Gellert
Hill
On the south side the last of the hills is the Gellért Hill.
The beautiful location of Budapest is largely due to a 140
metre high dolomite rock which descends steeply into the riverbed.
The underground part of this rock is 1,000 metres under the
surface at Városliget.
In area, together with its northern slope, the Tabán, it is
almost 60 hectares.
Owing to its exceptional situation, it offers a peerless
panorama of the entire city.
Up to the end of the nineteenth century this was the limit
of the town of Buda, and the hill served as an outpost and fortress of Buda
Castle.
The plateau is still not fully built over: only on the
southern and western slopes can we find villas.
The top can be reached on foot in a good quarter of an hour
from the Buda end of either Elizabeth or Liberty Bridge.
Tabán
In the little district of Tabán, which lies at the northern
foot of Gellért Hill and consist of only.
A few streets, the beautiful eighteenth-century
Baroque St.
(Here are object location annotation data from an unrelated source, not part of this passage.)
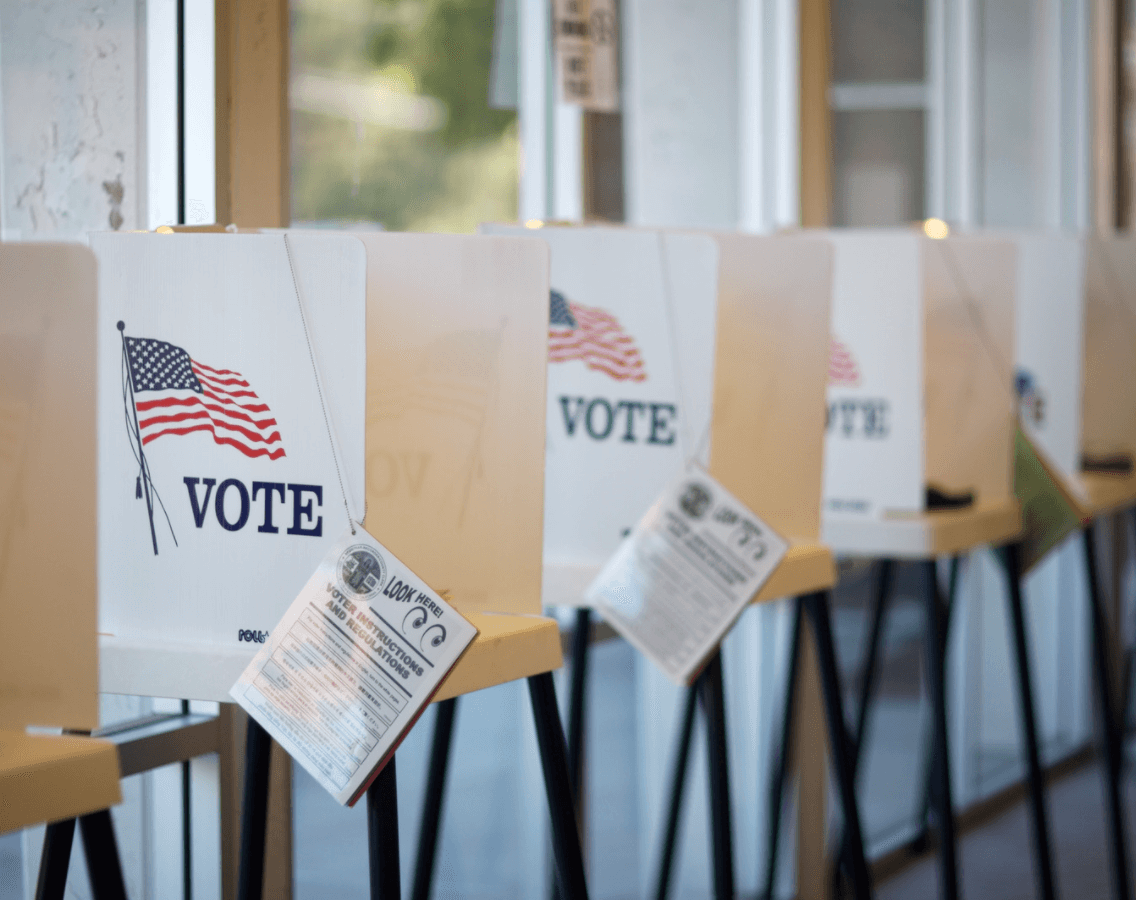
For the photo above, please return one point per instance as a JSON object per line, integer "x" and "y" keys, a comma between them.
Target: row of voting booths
{"x": 192, "y": 419}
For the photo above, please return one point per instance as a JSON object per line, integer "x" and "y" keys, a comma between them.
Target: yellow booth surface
{"x": 770, "y": 374}
{"x": 48, "y": 592}
{"x": 457, "y": 330}
{"x": 50, "y": 777}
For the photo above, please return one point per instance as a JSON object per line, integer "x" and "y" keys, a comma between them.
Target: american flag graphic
{"x": 176, "y": 394}
{"x": 842, "y": 367}
{"x": 594, "y": 338}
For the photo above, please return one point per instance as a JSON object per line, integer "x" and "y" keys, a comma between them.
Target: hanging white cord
{"x": 692, "y": 452}
{"x": 319, "y": 388}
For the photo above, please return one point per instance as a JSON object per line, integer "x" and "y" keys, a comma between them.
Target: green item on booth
{"x": 1049, "y": 513}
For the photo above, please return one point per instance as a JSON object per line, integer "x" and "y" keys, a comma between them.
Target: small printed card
{"x": 685, "y": 573}
{"x": 353, "y": 663}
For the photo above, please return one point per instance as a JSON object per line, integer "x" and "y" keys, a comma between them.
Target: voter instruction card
{"x": 678, "y": 582}
{"x": 352, "y": 664}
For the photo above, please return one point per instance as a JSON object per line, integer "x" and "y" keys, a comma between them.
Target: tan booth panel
{"x": 457, "y": 338}
{"x": 1109, "y": 401}
{"x": 771, "y": 366}
{"x": 969, "y": 290}
{"x": 48, "y": 566}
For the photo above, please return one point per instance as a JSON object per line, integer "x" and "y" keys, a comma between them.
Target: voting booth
{"x": 631, "y": 343}
{"x": 920, "y": 396}
{"x": 667, "y": 348}
{"x": 48, "y": 558}
{"x": 1108, "y": 438}
{"x": 456, "y": 349}
{"x": 220, "y": 482}
{"x": 1075, "y": 356}
{"x": 670, "y": 347}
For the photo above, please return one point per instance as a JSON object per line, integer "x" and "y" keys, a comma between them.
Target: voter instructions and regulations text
{"x": 675, "y": 586}
{"x": 349, "y": 668}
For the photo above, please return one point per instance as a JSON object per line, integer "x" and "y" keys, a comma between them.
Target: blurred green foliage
{"x": 450, "y": 178}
Catherine Church and the fifteenth-century Rác baths are the most
out-standing monuments.
At the Buda end of the Elizabeth Bridge the domed building
of the Rudas Baths dating from Turkish times is worth attention.
From the Middle Ages up to the 1930s this was a densely
populated district with hundreds of small houses.
A large park has taken the place of the houses which were
pulled down.

The Citadel
The Citadel, the fortress on top of the hill, was built
between 1850 and 1854 by the despotic Habsburg authorities to control the
city after the suppression of the Hungarian War of Independence.
In 1897 the Austrian troops left the fortress, and in 1899
the city of Budapest, which bought it, had the walls symbolically demolished
- as can still be seen next to the main gate - but then it was again used to
house Hungarian soldiers.
During the 1944-45 siege it was from the Citadel, that the encircled German troops kept the city under gunfire
until their final surrender.
Today the Citadel serves as a look-out terrace and has a
restaurant.

The
Liberation Monument
The
Liberation Monument was erected in 1947 to commemorate the liberation of the
country and in honour of the soldiers of the liberating Soviet Army.
The female figure holding the palm of victory together with
the pedestal is 40 metres high, can
be seen from all parts of the city.

St Gellért
Monument
Walking down from Gellért
Hill towards Elizabeth Bridge, we come to the statue of Bishop St. Gerard
(Gellért) standing on the hillside.
It was at this spot that the Venetian missionary died a
martyr's death early in the eleventh century.
St Gellért, the Bishop of Csanád, was pushed from the top of the
hill by pagan Hungarians rebelling against Christianity, nailed into a
barrel, as the legend goes (or, as most historians say, on a wheelbarrow) in
1046.

Hotel
Gellért and Gellért Baths
The Gellért Hotel looks like a huge white gem, which, unlike
other buildings which get black with time, becomes whiter and whiter.
The hotel, together with the baths, was built by the city as
part of a conscious policy to make Budapest into a city of baths.
Hotel guests have a separate lift at their disposal to come
down to the baths.

Liberty
Bridge - Szabadság híd
Linking Gellért tér (Buda) and Fôvám tér (Pest).
The third permanent bridge (originally Franz Joseph Bridge)
was opened on the occasion of the Millennium celebrations in 1896.
On top of each pillar, standing on a golden ball, is a
"Turul bird", the mythical bird of the Hungarians, stretching its wings,
preparing to take off.
Some would-be suicides still climb up here - most of them
are rescued by the fire brigade.

Deer House -
Szarvas-ház
This triangular café was built at the beginning of the 18th
century in late-Rococo style.
It houses the Aranyszarvas Restaurant, famous for its game
dishes.
Szarvas-ház and the yellow building opposite have preserved the atmosphere
of the old district of Tabán.

The Statue
of Queen Elizabeth
The whole nation mourned the death of Elizabeth, wife of
Franz Joseph, when she was assassinated in 1898.
She was a great friend of Hungarians and even spoke our
language
The people waited for forty years until it was set up again
in 1986.

Elizabeth
Bridge
The predecessor of the present bridge was called so in
honour of Queen Elizabeth.
The old bridge reflecting the late eclectic centre of Pest
was demolished by the Germans in January 1945.
The damage was more serious than that to the other bridges
and reconstruction would have cost too much.
The new bridge imitates the arch of the old one, which is
perhaps why the people of Budapest like it so much.
The opening of the bridge was on the afternoon of 21st
November 1964 and turned into an impromptu festival despite the drizzle.
The new Erzsébet híd has virtually become the symbol of the
capital, the first modern yet beautiful attraction of the city.